We are excited to see someone ask, “Will you marry me?”, whether on bended knee in a restaurant or in text splashed across a stadium Jumbotron. Certainly it would not have the same effect to see “Will you enter into a registered domestic partnership with me?”. Groucho Marx’s one-liner, “Marriage is a wonderful institution…but who wants to live in an institution?” would lack its punch if the word ‘marriage’ were replaced with the alternative phrase. So too with Shakespeare’s “A young man married is a man that’s marr’d,” Lincoln’s “Marriage is neither heaven nor hell, it is simply purgatory,” and Sinatra’s “A man doesn’t know what happiness is until he’s married. By then it’s too late.” We see tropes like “marrying for love” versus “marrying for money” played out again and again in our films and literature because of the recognized importance and permanence of the marriage relationship. Had Marilyn Monroe’s film been called How to Register a Domestic Partnership with a Millionaire, it would not have conveyed the same meaning as did her famous movie, even though the underlying drama for same-sex couples is no different. The name‘marriage’ signifies the unique recognition that society gives to harmonious, loyal, enduring, and intimate relationships.

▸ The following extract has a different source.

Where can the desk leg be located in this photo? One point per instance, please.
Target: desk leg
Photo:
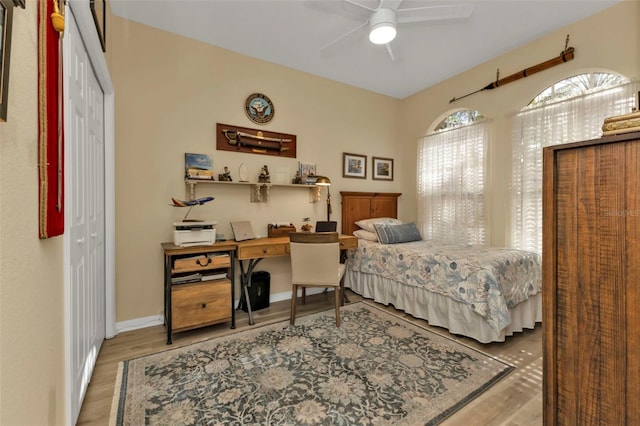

The long-established tropes of popular culture, in other words, help shape our special understanding of marriage. And the weight and persistence of those tropes is part of the reason that creating alternatives to marriage doesn’t work: they don’t carry the same legal rights and responsibilities, and they don’t have the same cultural heft, and can’t for a very, very long time. Representation in culture, in other words, affects the way people and institutions are represented and protected in reality.

I also think it’s worth noting that Proposition 8 prompted a vigorous cultural response as well as a legal one. The No H8 campaign acquired such cachet that participation became near-mandatory in Hollywood, posing for it became a plot point on reality shows, and even Cindy McCain hopped on board in 2010, a clear case of cultural cachet trumping party loyalty. Milk, the Academy Award-winning biopic of slain City Supervisor Harvey Milk was released in the Castro to rally support against Proposition 8, a development that likely contributed to Sean Penn’s Best Actor victory in the role, and Milk screenwriter Dustin Lance Black followed up that movie with 8, a play about the legal challenge to the law that’s become a key tool in celebrity marriage quality fundraisers.

And I think it’s no surprise in the post-Proposition 8 era, we’ve seen an explosion of pop culture depictions of gay California couples, whether it’s Mitch and Cam on Modern Family, to Jules and Nic in The Kids are All Right, to Brady and Cheeks on webseries Husbands. These characters deserve the right to marry because they’re citizens who ought to be entitled to the rights and responsibilities available to their straight counterparts. But these portrayals are also about establishing gay couples as part of a rich comedic and dramatic tradition of flawed people in the process of building more perfect unions.